Someone on here posted the other day that someone they knew at Roblox said it was their secret store that became overloaded. Presumably a Hashicorp Vault type service (or something similar.) This update appears to support that claim.
That's definitely a problem you only get at scale.
Not far off. Having chatted with friends from the company, consul failed due to a issue with streaming which was introduced in 1.9 (https://www.hashicorp.com/blog/announcing-hashicorp-consul-1...) which caused it to have massively reduced tps in certain circumstances. No functional consul meant no vault, no consul/vault meant no nomad, no nomad meant no application servers.
Furthermore, the services were down for long enough that the asset caches went fully cold, so spinning back up to 100% capacity would put far more load than usual on the servers meaning recovery needed to be a very slow incremental rollout to warm them.
Messy situation all around, but if you want the real root cause pay attention to the consul change log over the next few weeks I’d say.

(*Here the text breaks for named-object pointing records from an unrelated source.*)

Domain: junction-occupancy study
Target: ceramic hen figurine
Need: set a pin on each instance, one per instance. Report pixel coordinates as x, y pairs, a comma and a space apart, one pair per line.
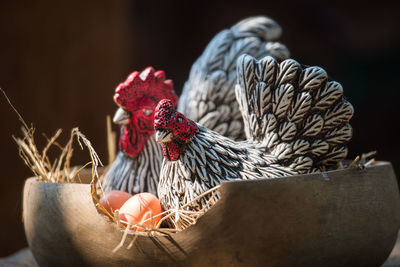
296, 121
208, 97
137, 165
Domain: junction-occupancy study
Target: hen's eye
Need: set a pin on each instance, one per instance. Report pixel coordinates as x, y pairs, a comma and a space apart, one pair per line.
147, 112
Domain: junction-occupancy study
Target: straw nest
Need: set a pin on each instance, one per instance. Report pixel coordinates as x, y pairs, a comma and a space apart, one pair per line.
59, 170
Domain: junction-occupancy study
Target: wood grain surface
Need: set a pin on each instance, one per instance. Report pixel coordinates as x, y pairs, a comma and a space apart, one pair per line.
347, 217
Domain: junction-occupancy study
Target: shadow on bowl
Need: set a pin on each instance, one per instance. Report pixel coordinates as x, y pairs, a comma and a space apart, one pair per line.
346, 217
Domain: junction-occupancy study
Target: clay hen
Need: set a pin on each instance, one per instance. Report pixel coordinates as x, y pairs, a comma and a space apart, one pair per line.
208, 97
296, 121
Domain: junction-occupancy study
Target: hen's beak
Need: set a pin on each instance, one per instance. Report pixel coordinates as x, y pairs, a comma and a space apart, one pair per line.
121, 117
163, 136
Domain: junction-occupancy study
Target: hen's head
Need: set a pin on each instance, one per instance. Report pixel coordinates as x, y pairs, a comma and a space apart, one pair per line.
137, 98
172, 128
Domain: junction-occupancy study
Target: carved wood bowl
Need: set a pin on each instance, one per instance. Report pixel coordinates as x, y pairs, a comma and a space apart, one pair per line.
347, 217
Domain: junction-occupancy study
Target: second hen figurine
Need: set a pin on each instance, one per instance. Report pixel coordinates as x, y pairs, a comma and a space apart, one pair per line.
296, 122
208, 97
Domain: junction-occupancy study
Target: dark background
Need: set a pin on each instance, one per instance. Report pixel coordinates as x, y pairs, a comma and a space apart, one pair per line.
60, 63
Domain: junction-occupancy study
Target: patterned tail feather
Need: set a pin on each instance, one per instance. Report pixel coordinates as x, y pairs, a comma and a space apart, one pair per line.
295, 112
208, 96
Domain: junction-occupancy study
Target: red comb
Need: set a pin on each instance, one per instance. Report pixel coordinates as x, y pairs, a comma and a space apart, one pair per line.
147, 84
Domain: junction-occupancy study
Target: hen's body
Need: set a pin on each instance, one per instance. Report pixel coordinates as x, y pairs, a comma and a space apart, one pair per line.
210, 159
295, 119
208, 97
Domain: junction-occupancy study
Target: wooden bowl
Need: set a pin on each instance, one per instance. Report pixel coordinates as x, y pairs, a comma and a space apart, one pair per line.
346, 217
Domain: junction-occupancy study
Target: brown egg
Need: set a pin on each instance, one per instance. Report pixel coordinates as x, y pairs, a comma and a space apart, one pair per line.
113, 200
139, 208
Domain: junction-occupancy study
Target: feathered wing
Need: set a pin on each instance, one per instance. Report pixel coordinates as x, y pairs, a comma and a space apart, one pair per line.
296, 112
208, 96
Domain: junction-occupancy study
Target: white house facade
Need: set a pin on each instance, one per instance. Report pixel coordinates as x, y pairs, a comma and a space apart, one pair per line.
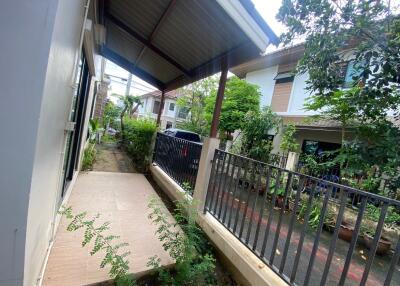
286, 94
171, 115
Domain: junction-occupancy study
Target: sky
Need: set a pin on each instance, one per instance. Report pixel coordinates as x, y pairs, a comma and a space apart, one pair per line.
267, 9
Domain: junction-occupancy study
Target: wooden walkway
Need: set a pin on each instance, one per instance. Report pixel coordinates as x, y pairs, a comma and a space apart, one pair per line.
120, 198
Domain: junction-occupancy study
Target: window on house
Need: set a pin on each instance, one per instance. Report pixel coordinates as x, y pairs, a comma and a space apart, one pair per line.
156, 107
350, 71
183, 113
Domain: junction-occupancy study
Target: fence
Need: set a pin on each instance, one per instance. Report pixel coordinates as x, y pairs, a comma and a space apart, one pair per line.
333, 174
302, 226
178, 158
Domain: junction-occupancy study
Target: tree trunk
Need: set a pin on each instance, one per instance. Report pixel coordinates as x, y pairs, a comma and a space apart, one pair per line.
122, 123
135, 109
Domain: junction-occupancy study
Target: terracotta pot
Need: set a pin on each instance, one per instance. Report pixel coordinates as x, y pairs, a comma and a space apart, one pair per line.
383, 244
346, 232
279, 202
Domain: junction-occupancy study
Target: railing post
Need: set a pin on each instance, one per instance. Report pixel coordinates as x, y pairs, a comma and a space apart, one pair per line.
293, 159
204, 171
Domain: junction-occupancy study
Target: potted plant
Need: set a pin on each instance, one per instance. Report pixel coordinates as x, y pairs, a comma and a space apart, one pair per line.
384, 245
279, 192
346, 231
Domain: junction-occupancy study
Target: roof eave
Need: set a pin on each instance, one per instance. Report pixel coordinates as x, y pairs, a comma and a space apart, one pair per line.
244, 14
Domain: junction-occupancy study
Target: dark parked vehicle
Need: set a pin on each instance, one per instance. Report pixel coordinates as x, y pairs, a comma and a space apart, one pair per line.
183, 134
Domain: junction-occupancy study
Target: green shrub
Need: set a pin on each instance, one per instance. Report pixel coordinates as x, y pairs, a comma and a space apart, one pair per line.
138, 140
89, 156
186, 244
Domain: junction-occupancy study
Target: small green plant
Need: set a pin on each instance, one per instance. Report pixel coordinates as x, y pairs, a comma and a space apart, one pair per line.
138, 140
94, 128
288, 142
186, 244
316, 213
102, 242
89, 156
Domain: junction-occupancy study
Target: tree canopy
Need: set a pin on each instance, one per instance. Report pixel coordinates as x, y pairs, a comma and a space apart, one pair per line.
366, 35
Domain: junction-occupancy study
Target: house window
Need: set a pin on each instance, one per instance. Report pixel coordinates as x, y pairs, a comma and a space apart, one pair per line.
284, 77
351, 72
282, 91
156, 107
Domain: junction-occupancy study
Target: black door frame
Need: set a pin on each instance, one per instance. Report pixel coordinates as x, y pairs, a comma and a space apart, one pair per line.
79, 118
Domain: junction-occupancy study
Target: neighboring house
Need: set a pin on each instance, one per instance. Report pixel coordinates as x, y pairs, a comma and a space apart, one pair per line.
286, 95
172, 113
49, 65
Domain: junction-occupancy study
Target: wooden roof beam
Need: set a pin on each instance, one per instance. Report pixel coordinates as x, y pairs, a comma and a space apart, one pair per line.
157, 27
145, 42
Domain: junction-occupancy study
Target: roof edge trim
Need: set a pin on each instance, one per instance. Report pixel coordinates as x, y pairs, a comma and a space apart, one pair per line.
245, 19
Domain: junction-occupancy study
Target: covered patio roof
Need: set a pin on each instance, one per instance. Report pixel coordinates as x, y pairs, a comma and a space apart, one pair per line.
170, 43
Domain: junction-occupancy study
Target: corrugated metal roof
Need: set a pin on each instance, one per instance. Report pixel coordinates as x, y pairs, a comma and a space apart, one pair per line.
170, 43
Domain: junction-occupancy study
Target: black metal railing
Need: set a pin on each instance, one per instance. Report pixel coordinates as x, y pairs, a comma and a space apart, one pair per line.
178, 158
278, 160
303, 227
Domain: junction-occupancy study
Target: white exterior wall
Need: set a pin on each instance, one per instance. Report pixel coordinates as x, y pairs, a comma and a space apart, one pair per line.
146, 111
26, 30
299, 96
265, 80
36, 67
46, 185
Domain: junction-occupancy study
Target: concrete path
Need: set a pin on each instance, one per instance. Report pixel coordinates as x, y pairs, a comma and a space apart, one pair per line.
120, 198
109, 158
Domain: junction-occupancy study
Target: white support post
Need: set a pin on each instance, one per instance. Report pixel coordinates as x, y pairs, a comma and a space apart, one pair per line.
204, 172
293, 159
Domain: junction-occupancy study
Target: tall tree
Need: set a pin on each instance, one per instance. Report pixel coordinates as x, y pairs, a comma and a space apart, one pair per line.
240, 98
193, 102
367, 33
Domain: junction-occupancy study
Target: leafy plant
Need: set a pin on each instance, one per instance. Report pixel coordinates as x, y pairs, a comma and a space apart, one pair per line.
256, 142
139, 135
392, 217
110, 116
288, 141
316, 213
117, 260
364, 35
89, 156
186, 244
94, 128
193, 103
240, 97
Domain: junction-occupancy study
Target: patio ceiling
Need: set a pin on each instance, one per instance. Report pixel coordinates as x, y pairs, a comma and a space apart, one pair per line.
170, 43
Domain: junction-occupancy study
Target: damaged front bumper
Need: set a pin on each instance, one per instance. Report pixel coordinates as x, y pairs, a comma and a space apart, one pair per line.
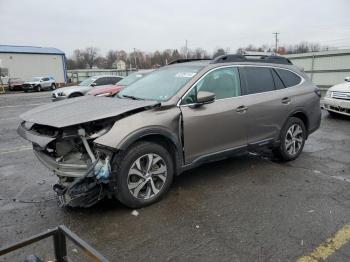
82, 169
61, 169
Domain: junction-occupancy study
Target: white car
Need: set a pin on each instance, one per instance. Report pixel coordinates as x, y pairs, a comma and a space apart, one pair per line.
84, 87
337, 99
39, 83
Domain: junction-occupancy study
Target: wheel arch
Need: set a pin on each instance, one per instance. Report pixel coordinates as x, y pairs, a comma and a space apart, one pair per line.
160, 136
301, 114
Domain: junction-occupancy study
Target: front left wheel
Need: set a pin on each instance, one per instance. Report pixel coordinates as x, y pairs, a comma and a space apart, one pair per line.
292, 140
142, 174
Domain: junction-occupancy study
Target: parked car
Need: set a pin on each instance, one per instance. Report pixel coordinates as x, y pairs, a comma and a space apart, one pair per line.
337, 99
15, 84
113, 90
39, 84
84, 87
180, 116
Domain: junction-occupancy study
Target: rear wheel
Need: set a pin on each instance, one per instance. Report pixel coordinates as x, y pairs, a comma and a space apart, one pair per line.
292, 140
143, 174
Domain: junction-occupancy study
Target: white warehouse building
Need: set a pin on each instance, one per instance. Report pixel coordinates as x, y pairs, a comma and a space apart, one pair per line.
26, 62
325, 68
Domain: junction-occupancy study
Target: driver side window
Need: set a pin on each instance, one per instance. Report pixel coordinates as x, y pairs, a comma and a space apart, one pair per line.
223, 82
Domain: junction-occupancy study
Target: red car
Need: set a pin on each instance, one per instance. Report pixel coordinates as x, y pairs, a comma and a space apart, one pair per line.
113, 90
15, 84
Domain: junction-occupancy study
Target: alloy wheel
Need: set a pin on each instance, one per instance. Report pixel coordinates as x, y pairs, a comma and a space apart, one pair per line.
147, 176
294, 139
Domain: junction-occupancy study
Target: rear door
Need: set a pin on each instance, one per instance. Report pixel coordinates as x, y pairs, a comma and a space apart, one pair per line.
269, 103
219, 126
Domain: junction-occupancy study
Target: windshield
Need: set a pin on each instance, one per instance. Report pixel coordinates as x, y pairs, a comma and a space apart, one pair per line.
162, 84
130, 79
87, 82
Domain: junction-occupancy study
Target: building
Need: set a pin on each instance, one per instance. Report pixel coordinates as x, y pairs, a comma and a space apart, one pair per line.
119, 65
325, 68
26, 62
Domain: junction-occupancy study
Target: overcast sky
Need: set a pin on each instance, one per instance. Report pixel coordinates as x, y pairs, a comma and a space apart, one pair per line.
158, 24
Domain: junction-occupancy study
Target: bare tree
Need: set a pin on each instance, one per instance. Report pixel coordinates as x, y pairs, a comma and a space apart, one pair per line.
90, 55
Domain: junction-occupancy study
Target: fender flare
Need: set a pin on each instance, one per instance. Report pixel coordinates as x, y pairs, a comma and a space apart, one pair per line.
139, 134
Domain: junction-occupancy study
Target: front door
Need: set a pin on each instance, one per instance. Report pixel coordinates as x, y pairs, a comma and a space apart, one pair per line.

> We didn’t want to choose any technology that requires the company to drive deep expertise, almost to the point where you have to be a code contributor back into the project to get what you want. Nomad is just very easy to adopt.
Better be damn sure you have your 24/7 vendor support contracts in order if and when shit does hit the fan.
I’m on the vendor side now, so every day is helping customers recover from etcd failures caused by slow storage due to them not listening to documented requirements. ;)
You don't need more than high school science just to build a bridge. Yet we keep educating engineers. Completely unnecessary, as long as nothing breaks.
You don't really need to understand the citric acid cycle just to operate on someone. Yet we keep educating surgeons. Is that a bad thing?
To be fair Nomad failed because it's reliant on Consul. This would be the equivalent of having a k8s outage because etcd is down.
Their mistake here is thinking that because you can understand the code of a higher level service that somehow you don't need deep knowledge of it's dependencies.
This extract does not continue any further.